A non-linear conversation prompted my relatively-new-friend-who-feels-like-an-old-one to explain her plans for painless aging: “If I make to it to 85, I’m going to start doing heroin.” “Are you making a Little Miss Sunshine reference?” I asked. “I’m glad you caught that,” she said. I chuckled, trying to ignore the familiar thought entering my mind: “This is weird, isn’t it? You two get along but you don’t usually get along with women.”

“I don’t usually get along with women” —something I’ve said or thought countless times, to the point of being convinced it somehow made me special.

It’s probably something I started telling myself as a result of my relationship with the Queen Bee in my elementary school. Some people say indifference is worse than hatred – those people never met the Queen Bee. Her personal hate-ons were the stuff of legend. I became the target of her animosity on a few occasions, which also meant being the target of her large group of female followers. And. It. Sucked. Repeated efforts to befriend other girls my age who weren’t in her clique resulted in the kind of backstabbing that would put everyone on It’s Always Sunny in Philadelphia to shame, thus I usually tried to make friends with boys.

Over the years “I’m just not meant to be friends with girls” was the closest thing I had to a mantra. I blamed this, what I thought to be my natural state of being, when female relationships went awry.

But holding the the Queen Bee responsible for all this seems kind of ridiculous at this point, since not forging close female bonds was convenient. It meant less heartbreak in the long run (one high school friendship that ended badly still haunts me to this day).

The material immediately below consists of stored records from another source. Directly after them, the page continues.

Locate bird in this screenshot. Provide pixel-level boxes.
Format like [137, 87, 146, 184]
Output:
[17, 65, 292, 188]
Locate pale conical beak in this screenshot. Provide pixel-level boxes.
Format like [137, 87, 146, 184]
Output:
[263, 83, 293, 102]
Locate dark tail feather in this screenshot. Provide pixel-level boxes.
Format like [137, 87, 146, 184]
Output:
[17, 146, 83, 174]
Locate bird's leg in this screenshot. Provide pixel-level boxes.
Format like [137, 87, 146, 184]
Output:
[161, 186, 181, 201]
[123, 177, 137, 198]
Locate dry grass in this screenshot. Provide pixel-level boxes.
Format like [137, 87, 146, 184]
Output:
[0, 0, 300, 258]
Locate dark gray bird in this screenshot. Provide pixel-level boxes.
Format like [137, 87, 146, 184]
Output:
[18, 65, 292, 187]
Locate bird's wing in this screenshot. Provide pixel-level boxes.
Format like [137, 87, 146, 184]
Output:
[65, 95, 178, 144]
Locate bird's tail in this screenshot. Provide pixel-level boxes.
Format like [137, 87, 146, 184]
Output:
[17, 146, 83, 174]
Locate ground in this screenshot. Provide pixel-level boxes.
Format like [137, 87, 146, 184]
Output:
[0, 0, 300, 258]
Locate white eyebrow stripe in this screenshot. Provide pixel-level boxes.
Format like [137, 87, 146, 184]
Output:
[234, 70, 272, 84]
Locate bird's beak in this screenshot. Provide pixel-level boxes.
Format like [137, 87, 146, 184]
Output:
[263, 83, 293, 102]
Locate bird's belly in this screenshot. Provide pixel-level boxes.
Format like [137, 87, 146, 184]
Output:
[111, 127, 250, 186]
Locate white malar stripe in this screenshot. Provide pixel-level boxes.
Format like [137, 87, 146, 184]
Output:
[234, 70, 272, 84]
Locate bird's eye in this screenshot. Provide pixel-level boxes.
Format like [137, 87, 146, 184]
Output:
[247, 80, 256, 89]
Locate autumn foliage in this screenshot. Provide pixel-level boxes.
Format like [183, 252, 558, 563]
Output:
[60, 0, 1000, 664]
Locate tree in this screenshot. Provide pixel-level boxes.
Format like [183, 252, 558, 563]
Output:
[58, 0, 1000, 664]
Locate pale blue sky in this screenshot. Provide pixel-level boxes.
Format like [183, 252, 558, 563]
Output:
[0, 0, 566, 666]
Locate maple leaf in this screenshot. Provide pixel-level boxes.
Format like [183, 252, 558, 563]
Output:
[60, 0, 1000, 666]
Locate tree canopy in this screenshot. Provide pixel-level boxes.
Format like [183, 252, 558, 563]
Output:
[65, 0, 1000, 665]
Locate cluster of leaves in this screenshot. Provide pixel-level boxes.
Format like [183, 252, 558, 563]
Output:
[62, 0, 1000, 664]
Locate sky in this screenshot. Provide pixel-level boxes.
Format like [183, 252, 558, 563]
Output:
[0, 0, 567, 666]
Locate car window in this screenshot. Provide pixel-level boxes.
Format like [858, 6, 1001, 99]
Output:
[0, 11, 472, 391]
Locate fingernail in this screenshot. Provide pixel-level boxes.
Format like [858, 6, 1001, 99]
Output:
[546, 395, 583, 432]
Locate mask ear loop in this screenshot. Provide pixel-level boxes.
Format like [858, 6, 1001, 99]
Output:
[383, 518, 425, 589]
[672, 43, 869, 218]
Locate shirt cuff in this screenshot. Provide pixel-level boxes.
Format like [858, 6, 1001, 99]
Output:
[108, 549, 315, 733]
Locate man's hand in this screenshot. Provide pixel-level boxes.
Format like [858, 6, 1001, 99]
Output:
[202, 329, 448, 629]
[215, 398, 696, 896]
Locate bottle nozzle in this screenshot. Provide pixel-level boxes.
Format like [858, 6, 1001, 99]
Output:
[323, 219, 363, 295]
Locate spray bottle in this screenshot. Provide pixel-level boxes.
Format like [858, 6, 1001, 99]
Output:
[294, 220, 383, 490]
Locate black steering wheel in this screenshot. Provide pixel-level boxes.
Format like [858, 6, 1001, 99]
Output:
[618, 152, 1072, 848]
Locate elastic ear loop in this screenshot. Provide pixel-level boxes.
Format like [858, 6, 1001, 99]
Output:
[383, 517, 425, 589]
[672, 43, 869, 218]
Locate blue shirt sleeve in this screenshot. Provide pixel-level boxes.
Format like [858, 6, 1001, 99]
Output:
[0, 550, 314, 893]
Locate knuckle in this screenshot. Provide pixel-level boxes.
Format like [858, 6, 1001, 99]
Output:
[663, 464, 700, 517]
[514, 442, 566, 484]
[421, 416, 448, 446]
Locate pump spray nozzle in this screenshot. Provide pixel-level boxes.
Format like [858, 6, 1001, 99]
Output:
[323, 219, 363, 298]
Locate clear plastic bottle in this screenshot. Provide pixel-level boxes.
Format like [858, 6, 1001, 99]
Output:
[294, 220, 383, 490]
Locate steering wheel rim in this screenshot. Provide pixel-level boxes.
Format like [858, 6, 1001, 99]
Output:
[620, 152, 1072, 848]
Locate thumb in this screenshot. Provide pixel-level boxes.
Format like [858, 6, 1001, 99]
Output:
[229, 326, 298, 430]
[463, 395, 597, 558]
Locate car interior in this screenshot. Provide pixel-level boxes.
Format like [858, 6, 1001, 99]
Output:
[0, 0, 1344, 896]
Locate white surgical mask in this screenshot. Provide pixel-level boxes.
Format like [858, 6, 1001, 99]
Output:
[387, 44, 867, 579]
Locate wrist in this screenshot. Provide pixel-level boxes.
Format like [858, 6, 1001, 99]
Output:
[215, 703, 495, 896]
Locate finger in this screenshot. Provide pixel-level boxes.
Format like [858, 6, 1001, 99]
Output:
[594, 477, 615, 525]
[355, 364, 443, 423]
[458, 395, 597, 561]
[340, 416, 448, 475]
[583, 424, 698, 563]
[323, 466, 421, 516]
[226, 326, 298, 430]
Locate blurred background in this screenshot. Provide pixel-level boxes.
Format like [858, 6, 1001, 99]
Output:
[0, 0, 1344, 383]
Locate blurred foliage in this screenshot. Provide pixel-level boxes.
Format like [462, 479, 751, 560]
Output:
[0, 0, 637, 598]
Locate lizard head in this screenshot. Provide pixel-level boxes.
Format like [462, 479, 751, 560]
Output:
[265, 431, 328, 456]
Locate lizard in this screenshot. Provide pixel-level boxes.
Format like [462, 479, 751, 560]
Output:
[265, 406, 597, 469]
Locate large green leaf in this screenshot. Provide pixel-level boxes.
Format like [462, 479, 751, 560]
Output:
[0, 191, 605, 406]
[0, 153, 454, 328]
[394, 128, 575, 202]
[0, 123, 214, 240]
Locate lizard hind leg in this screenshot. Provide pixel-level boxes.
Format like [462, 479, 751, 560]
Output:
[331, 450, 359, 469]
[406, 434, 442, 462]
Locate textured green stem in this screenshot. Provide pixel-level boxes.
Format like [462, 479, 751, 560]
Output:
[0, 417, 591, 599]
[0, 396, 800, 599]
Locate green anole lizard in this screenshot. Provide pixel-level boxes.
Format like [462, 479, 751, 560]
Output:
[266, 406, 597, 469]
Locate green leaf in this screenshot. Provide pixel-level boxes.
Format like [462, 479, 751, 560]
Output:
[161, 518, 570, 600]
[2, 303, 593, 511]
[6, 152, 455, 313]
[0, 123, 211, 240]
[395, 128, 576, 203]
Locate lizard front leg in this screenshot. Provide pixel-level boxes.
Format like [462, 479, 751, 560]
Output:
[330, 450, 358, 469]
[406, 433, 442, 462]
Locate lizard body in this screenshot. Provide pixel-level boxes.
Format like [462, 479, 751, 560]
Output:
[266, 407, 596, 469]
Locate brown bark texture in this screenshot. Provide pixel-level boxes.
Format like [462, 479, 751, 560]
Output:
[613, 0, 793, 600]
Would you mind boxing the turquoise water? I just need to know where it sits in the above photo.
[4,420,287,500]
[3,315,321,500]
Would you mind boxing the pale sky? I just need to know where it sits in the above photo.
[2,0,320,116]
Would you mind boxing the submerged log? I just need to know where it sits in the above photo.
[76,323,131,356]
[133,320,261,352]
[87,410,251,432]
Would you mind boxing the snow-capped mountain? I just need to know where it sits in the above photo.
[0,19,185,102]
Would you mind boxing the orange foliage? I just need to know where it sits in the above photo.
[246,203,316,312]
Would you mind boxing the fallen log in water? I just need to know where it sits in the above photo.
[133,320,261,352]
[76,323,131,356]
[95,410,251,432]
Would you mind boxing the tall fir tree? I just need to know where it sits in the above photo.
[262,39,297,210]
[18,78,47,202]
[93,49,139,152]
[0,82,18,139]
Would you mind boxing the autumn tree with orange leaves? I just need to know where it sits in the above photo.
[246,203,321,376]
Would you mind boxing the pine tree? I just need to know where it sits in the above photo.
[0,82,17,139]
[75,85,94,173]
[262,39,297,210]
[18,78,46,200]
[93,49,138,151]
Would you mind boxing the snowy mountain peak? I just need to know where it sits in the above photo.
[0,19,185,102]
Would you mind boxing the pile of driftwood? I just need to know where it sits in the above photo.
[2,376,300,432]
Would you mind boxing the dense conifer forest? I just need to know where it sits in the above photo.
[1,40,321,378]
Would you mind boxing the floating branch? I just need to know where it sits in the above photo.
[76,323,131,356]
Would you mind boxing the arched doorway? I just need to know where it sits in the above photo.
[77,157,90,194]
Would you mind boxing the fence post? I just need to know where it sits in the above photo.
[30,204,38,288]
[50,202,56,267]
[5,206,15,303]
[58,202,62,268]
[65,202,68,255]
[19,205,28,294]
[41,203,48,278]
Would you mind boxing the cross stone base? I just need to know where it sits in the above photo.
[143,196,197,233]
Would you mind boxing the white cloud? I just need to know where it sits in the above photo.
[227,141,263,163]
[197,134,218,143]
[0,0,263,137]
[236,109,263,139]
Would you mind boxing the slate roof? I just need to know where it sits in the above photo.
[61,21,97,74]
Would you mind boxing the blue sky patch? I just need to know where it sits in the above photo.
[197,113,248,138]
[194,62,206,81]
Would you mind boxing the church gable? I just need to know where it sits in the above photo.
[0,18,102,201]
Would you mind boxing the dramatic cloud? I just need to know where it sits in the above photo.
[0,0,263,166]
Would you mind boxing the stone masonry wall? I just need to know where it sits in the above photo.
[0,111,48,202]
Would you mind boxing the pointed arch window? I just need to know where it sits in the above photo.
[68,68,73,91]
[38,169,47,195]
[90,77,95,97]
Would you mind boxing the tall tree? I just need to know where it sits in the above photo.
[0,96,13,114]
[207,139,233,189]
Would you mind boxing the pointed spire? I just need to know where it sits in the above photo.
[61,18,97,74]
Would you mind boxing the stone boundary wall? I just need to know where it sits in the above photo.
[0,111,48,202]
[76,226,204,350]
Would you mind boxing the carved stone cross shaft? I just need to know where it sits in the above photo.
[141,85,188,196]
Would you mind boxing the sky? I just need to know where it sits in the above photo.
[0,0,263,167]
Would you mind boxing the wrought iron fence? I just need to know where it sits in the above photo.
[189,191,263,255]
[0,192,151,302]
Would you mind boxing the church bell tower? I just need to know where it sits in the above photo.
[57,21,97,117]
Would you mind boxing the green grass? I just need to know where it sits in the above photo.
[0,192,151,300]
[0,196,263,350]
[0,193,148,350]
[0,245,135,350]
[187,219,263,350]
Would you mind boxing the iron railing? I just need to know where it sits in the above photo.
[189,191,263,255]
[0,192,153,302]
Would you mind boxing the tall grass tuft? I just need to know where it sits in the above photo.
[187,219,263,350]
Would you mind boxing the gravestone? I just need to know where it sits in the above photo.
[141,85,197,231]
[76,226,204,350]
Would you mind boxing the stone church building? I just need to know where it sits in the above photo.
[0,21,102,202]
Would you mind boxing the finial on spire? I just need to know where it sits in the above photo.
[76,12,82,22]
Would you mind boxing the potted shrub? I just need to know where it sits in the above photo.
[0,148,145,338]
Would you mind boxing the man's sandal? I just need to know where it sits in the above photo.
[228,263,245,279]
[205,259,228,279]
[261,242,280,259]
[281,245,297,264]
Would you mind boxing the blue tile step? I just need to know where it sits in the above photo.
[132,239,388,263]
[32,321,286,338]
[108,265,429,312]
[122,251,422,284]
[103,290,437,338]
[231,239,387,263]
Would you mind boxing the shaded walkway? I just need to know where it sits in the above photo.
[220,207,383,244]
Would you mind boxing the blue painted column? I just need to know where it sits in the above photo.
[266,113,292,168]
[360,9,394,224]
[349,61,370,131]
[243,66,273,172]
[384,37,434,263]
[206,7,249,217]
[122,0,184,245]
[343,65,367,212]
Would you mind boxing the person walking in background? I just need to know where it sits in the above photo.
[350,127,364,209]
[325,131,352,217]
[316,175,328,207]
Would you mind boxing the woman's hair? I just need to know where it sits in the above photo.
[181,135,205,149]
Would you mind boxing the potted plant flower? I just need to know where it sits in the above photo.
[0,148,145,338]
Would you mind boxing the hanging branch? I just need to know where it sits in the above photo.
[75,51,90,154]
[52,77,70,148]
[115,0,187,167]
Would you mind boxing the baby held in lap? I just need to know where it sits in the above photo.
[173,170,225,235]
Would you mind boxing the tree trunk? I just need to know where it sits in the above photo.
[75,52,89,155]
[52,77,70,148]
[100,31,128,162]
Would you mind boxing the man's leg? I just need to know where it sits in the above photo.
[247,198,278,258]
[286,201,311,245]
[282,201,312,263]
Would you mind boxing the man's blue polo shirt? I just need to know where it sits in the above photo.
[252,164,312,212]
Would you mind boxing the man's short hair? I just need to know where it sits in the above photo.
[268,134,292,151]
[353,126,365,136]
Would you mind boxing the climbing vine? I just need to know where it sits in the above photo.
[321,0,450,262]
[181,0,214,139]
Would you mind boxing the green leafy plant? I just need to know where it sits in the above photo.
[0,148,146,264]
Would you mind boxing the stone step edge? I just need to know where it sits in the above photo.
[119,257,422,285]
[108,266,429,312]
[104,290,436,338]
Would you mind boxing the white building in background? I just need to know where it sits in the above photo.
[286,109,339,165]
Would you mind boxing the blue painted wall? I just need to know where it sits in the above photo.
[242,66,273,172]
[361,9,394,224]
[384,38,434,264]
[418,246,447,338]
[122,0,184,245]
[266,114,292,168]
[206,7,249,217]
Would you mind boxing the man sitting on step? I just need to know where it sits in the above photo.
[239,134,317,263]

And in some ways, I often get the sense that our culture doesn’t actually want me to befriend women. If anything, it wants me to scrutinize them. It wants me to compete with them. It wants me to get the leg up and step on them if it means I might come out ahead. It wants to create a climate in which we judge each other for being inauthentic feminists, or smile politely while secretly fighting for a piece of the pie—the pie we worry we’re being judged for ordering off the menu in the first place.

And I, for one, am getting too old for that shit since the truth is I’ve always gotten along with women. Always. And the qualities I often seek out in other people are the very ones the most influential women in my life possess. Intelligence (my aunt), strength (my sister), a contagious laugh (my maternal grandmother), warmth (my paternal grandmother), unwavering positivity (my mom), and a penchant for sex and fart jokes (my cousin) These are the things they’ve taught me to appreciate, helping me to ignore the distraction of competition, instead showing me how to navigate any and all non-linear conversations.